No, she didn’t get it; she was cold and she wanted to get the metro, but to seem as moved as he was she had said:

“Do you want to go in there? Say hello to him?”

“I couldn’t. Besides, that’s a luxury hotel. I couldn’t even buy you an olive.”

And for the whole trip home he had gone on and on about how brilliant and cultured the man was, the amazing books he had written, his style, his coolness, his elegance, blah blah blah.

Excitement, mumbo jumbo, yip-yapping, and excessive verbiage of the noble savage, Act II, Scene 3.

She’d listened to him babble with one distracted ear, counting the number of stations left before they got home, and at some point he had added that the man in the white scarf had been best friends with Françoise Sagan, that they had been young, rich, and beautiful together; that they had read and written and danced and gambled and partied together . . . thinking about that had put him into a dreamy state, she remembered.

In a tunnel under the earth on an icy November evening, she had pressed her nose to the window so she wouldn’t have to look at his glassy-eyed reflection and had thought about what it must have been like to party with Sagan . . .

That had spoken to her, yes, and now she regretted not having been daring enough to follow him into his luxurious cocoon. Friend of the Gatsbys . . .
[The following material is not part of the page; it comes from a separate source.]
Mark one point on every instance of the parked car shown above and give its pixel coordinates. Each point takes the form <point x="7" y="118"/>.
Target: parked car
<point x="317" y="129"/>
Hand in hand, silently, they had dwelt on their doubts and their dreams and their regrets in the bowels of line 9.

And Bernard Frank had died the next day.

Hello, heartache.

Mathilde hit the brakes.

The luxury hotels. She’d forgotten the luxury hotels.

She got off her bike, watching the ballet of concierges swarming around sublime luxury cars in fiscal paradises. Leaning on her handlebars, dumbfounded, she recognized once more the cleverness and all-powerfulness of life.

Because he was there.

Of course he was there.

Behind that grand cut-stone façade, in that exorbitantly-priced hotel on the Rue du Faubourg Saint Honoré, maker of miracles and patron saint of gourmands.
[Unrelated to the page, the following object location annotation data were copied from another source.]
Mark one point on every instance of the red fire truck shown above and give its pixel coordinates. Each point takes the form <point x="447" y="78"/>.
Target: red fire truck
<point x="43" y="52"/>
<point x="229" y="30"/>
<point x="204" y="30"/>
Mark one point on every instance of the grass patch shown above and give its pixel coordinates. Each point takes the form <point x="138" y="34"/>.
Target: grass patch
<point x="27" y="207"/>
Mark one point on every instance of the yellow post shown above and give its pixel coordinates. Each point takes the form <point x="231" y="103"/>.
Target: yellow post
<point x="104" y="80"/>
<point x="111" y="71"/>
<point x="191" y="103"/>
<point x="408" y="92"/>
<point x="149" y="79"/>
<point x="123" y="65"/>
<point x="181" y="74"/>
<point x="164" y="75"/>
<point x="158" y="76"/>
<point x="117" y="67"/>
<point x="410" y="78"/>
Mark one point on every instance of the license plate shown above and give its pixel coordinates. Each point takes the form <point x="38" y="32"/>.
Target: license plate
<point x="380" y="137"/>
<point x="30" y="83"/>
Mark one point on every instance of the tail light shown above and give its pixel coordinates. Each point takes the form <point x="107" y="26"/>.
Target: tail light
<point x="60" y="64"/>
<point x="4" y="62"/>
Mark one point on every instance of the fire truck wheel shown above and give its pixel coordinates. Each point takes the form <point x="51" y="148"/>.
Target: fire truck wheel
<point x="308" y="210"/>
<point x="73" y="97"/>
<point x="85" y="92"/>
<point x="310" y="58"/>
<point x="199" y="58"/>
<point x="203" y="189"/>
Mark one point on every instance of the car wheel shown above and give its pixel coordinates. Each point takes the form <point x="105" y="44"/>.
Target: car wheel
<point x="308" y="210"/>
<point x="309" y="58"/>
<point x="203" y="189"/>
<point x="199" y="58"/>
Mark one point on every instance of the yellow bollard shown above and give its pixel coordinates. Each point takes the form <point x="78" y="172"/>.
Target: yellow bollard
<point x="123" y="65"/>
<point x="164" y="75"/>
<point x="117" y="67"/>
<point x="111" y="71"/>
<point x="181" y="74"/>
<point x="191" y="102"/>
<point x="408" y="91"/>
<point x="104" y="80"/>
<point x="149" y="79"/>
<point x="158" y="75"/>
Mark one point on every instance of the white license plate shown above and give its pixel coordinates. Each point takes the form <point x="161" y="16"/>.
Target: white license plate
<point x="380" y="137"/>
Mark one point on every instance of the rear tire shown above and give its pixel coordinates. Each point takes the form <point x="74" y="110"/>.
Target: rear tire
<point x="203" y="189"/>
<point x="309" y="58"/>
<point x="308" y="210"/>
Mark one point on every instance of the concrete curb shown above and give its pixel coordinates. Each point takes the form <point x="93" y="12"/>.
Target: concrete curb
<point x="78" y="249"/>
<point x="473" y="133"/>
He was there, and words, she had to admit, had called the shots again. They had introduced her to him, and they had sown discord between them, and now they would reunite them.
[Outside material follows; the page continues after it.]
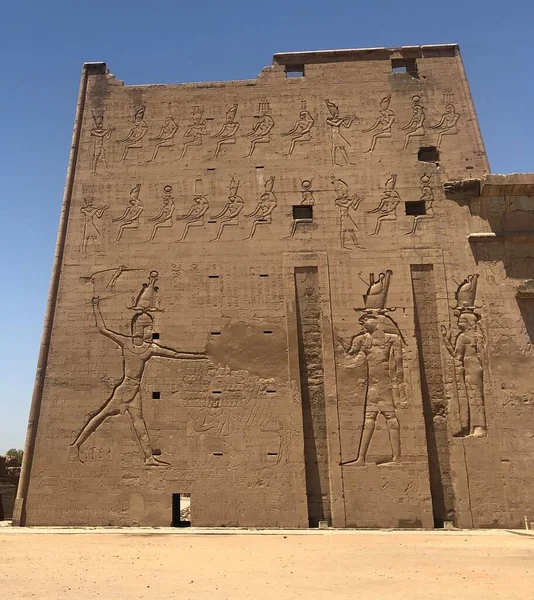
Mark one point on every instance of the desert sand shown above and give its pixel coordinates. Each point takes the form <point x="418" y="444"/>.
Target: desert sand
<point x="167" y="564"/>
It was true. Literature tore things apart, and she wasn’t always right.

She recognized her faults with relief, and the destructive love of her youth exonerated her at last: it didn’t matter if he had used them with more tenderness than he had loved her. He had kept his promise.

 

* * *

 

It was almost seven o’clock. A bad time for kitchen reunions.

She’d come back.

She moved away, comforted, and, leaning on old Jeannot, admired her smile in every window on the street, all the way to the corner of the Rue Royale.

 

Of course it was overpriced, and not always in the best taste, and sometimes hard to carry, but so what. She thought it was beautiful.